Film: Housefull
Dir: Sajid Khan
Cast: Akshay Kumar, Riteish Deshmukh, Lara Dutta, Deepika Padukone
Rating: ***
Welcome to yet another ‘leave your brains at home’ kind of comedy. An almost impossible task I think, to surgically remove your brain, and then to make your way to the cinema sans it.
Though I think, if you don’t already possess a brain, or your intellect has been considerably eaten away by recurring cinema such as this, then you may actually force yourself to patronize this stupid starry ordeal. I sadly caught myself chuckling a few times in a bid to recover my 320-rupee ticket price, a hefty sum for such little ‘entertainment’.

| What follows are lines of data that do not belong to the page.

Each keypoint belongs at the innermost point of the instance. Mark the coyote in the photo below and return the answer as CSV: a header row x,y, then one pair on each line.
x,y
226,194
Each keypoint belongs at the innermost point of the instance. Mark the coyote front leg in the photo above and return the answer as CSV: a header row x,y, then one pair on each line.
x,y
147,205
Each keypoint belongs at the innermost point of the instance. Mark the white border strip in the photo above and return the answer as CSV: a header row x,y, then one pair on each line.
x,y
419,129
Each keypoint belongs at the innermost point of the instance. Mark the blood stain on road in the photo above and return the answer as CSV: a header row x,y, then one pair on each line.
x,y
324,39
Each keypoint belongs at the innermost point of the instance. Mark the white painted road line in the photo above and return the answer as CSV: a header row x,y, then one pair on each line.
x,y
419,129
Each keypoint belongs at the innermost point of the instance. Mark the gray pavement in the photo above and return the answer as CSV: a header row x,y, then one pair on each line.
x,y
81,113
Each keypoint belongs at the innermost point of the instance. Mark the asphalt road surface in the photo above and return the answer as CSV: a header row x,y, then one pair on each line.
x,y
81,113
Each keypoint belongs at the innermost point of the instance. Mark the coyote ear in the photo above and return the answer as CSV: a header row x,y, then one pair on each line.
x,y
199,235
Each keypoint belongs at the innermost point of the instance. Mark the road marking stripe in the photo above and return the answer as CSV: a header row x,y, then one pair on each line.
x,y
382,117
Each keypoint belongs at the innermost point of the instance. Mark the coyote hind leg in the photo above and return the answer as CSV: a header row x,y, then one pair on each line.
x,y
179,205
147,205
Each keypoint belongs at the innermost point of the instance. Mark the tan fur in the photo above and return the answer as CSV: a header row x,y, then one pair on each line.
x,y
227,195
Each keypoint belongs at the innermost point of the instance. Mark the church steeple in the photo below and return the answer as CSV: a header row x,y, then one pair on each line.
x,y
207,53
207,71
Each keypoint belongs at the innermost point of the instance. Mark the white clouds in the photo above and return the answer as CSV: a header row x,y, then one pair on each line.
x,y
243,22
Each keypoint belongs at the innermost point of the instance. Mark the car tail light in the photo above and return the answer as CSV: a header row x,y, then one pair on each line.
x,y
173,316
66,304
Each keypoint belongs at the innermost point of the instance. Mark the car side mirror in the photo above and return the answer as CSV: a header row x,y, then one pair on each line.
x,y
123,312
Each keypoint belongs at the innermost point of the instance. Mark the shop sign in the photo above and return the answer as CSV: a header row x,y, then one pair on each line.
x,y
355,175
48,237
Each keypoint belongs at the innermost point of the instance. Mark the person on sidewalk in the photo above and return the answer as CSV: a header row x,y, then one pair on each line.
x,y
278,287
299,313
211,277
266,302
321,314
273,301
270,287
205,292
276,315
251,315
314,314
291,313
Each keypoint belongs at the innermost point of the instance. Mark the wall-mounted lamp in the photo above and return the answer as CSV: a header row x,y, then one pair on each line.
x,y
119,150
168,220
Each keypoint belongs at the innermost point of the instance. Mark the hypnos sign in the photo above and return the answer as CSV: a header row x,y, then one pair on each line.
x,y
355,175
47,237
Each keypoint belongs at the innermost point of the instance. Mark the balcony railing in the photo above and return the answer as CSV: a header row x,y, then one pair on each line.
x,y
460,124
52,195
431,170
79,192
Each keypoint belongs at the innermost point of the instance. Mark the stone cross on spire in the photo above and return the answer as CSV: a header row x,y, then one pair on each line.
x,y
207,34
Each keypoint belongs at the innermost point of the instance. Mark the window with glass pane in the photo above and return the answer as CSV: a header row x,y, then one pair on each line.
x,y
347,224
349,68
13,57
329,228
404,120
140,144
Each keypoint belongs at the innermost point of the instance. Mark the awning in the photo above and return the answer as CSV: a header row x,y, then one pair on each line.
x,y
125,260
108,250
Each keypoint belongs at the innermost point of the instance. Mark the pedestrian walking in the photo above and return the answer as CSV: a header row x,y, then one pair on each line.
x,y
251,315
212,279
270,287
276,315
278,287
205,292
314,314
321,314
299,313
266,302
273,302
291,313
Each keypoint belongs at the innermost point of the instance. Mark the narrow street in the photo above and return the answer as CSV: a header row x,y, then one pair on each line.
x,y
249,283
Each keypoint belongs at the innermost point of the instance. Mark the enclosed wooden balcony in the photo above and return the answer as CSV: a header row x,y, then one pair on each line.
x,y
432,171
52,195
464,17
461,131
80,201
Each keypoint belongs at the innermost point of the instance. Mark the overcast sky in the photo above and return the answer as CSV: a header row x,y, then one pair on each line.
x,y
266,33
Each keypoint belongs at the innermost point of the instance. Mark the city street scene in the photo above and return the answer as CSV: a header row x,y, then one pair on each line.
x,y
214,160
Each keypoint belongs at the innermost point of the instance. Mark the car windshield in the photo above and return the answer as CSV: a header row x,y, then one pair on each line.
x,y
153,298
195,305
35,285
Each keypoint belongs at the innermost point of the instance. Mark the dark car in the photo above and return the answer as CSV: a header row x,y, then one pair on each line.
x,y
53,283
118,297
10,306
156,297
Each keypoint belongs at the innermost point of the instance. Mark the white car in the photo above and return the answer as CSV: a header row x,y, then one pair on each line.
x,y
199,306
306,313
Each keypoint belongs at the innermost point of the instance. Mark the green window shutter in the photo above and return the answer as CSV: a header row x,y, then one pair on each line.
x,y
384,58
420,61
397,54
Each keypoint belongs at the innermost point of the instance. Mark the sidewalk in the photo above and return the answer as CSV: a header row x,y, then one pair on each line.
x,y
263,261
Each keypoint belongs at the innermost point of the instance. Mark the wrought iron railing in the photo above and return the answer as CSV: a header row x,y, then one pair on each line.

The unlucky Aarush (played by Akshay Kumar) must marry a girl to change his fortunes. His best friend Bob (Riteish) and his girlfriend Hetal (Lara Dutta) take him to a lavish London party where he meets the eccentric and drunk host, Randhir Kapoor (hic!). Aarush and Randhirs daughter Jiah Khan meet and instantly fall for each others traditional Indian values and within a few seconds the drunk dad announces their marriage, bequeathing a few million pounds to the lad he just met.
It didn’t make sense. So I swung a cricket bat and knocked the side of my head, subjecting my brain (which I had to bring with me) to a nasty blow. It still didn’t fly.
So Aarush and Jiah are on holiday in Italy/Greece/Film City or wherever the hell this exotic resort is and Aarush is thrilled to have better luck. The resort is run by a loud and irritating Indian who speaks in an Italian accent and is imaginatively named ‘Aakhri Pasta’ (Chunky Pandey). ‘Pasta’ cant keep his hands off Aarush’s bride (Jiah Khan) and Jiah cant keep her hands off a hairy and expressionless white man. Aarush is shocked to learn that Jiah and 'hairy white man' are lovers and that his marriage is a sham.
Enter Sandy (Deepika Padukone), who rescues a drowning Aarush and then dances with him in a sexy song sequence. It must be true love! What makes Sandy’s heart beat faster for the forlorn loser is ‘Aakhri Pasta’s’ lie that Aarush’s wife died on his honeymoon. Why the lie? You ask? I am clueless. I suffered another blow to my head with the cricket bat. My brain refused to shut up even then.
Well, If we must go further; you can expect inane misunderstandings between the two couples and then add characters like a farsan making Gujrathi father who sleepwalks, a man eating old heiress who is less entertaining than the man eating tiger on a couch, A parakeet that gets sucked into vacuum cleaner and a monkey that gets into a fist fight with Aarush.
Menaka Gandhi, fret not, the self respecting monkey gives it back in equal measure.
While the situational ideas have the potential to entertain like in a ‘Dumb & Dumber’ or in an ‘Andaz Apna Apna’ sort of slapstick way, the execution and smugness of the making, leaves you baffled as only the cast seems to get most of the jokes. The exaggerated climax, where laughing gas is released into Buckingham palace, is anything but funny. As you watch white skinned extra’s and red-faced Indians laughing uproariously on screen, you are deafened by the silence of the audience in the cinema hall.
There are racist jokes; like the Gujrathi father looking at a black woman and disdainfully calling her ‘Surpanakha’ (Ravan’s ugly sister), bad Italian accents with the use of words like pasta and De Niro to frame sad sentences and even done to death closet gay jokes; where the Gujrathi father seems to find the boys in compromising positions. Sadly Unoriginal.
Yes, we’re looking for entertainment and not necessarily intellectual stimulation all the time. But recent films like ‘3 Idiots’ have proved that our cinema can be 'silly funny' and yet have heart. That we can laugh at jokes and gags without having to surgically remove our brains or knock them out cold with cricket bats.
As we settle back into cinema halls post the IPL season, and look for entertainment worth the insane ticket prices, we must remember this. A lavish and starry production with a great marketing budget is no compensation for amateur dialogues, predictable screenplays and hammy acting.
Instead, you could watch Amitabh Bachchan in the 1981 hit ‘Kaalia’ on the telly this weekend.